In a stroke of good fortune for the School of Medicine, Wallace and his wife, Jean McLean Wallace, have donated $6 million to endow two new professorships, adding to three professorships they have previously funded since 2000: the Jean McLean Wallace Professorship, held by Margaret K. Hostetter, M.D., professor and chair of the Department of Pediatrics; the Anita O’Keefe Young Professorship of Women’s Health, held by Charles J. Lockwood, M.D., professor and chair of the Department of Obstetrics, Gynecology and Reproductive Sciences; and the Robert R. Young Professorship, which is currently unfilled but has been designated for a faculty member involved in research in ophthalmology and visual science.
Largely unrestricted bequests to Yale from John William Sterling in 1920 and Eugene Higgins in 1975 have endowed 10 Sterling Professorships and four Higgins Professorships at the medical school. But the Wallaces’ combined gifts, $13.5 million specifically earmarked to support five professorships, are unprecedented at the School of Medicine.
“The funding of five professorships by a single donor is exceptional in magnitude and places the Wallaces in a small and select group of supporters of Yale School of Medicine,” says Dean and Ensign Professor Robert J. Alpern, M.D. “Their gifts have allowed us to attract key faculty to Yale and will be instrumental in those faculty members’ success.”
Wallace has also been an important donor to his alma mater. Just prior to his 50th reunion, he and Jean gave a $9 million gift for the renovation of Branford College, whose Gothic-style York Street wing is now called Wallace Hall. In all, the Wallaces have donated over $30 million to Yale.
According to David Wallace, a 1948 graduate of Yale’s Faculty of Engineering, the couple’s gifts to the medical school are driven by gratitude for the medical progress they have witnessed in their lifetimes coupled with a recognition that continuing such advances will require substantial funding.
“To have medical progress, you have to feed it money. It’s the nature of the beast. Running labs, doing surveys, it’s all expensive,” Wallace says. “But I think we’re at a point in medicine where we’re making leaps and bounds. In 1900 the life expectancy was about 50 years, but I had a friend die recently at 115! The quality of life has been improved by progress in medicine, and the length of life has been extended.”
Wallace resided in Branford College during his undergraduate career at Yale, which was interrupted by World War II. He served as an officer in the 1st Infantry Division and was awarded the Purple Heart.
After the German surrender, Wallace remained in Germany, where his division oversaw the infrastructure and security for the Nuremberg war crimes trials. He returned to Yale to complete an engineering degree, but soon decided to strike out in another direction. “The one thing I learned in engineering school is that I was not going to be a good engineer, so I went to Harvard Law School,” Wallace says.

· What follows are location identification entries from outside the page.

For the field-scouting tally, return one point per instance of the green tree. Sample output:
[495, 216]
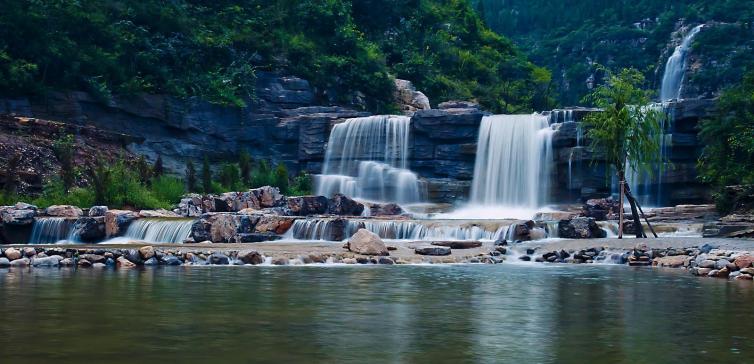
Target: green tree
[206, 176]
[728, 137]
[190, 176]
[244, 164]
[627, 130]
[64, 149]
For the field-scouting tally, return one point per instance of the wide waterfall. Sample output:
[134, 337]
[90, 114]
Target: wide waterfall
[513, 162]
[675, 68]
[322, 229]
[50, 230]
[368, 158]
[159, 230]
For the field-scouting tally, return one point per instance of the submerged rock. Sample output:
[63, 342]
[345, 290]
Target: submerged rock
[367, 243]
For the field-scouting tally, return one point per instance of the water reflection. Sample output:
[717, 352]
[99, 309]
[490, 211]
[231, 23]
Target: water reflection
[418, 314]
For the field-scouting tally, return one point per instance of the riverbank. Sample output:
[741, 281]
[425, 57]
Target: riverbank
[722, 258]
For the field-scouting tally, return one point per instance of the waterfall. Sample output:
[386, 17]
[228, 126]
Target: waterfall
[514, 158]
[675, 68]
[50, 230]
[368, 158]
[322, 229]
[160, 230]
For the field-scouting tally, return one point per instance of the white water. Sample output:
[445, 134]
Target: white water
[675, 68]
[50, 230]
[159, 230]
[512, 169]
[367, 158]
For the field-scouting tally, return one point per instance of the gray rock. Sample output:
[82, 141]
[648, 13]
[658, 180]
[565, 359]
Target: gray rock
[219, 259]
[367, 243]
[432, 250]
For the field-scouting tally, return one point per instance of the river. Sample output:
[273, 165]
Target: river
[504, 313]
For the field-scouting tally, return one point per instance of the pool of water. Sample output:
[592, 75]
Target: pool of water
[398, 314]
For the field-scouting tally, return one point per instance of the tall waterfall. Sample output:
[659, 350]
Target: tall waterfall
[675, 68]
[50, 230]
[368, 158]
[160, 230]
[513, 161]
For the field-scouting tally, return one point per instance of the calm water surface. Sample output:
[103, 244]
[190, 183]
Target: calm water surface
[399, 314]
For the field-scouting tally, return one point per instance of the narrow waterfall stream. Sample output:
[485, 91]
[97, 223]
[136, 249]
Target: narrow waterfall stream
[50, 230]
[173, 231]
[675, 68]
[367, 158]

Taking a job in New York at the firm of White & Case after graduation “for the magnificent sum of $3,600 a year,” Wallace so impressed his client Robert R. Young, the chairman of Allegheny Corporation, that Young asked him to join his company as general counsel.
From there, Wallace went on to work as a corporate manager at a succession of companies, including United Brands (now Chiquita Banana), Piper Aircraft, Bangor-Punta and Todd Shipyards.
But when he surveys a lifetime of memories, Wallace says that boardrooms never compete with Branford. “Yale was the greatest thing I ever did,” Wallace says. “I loved Yale.”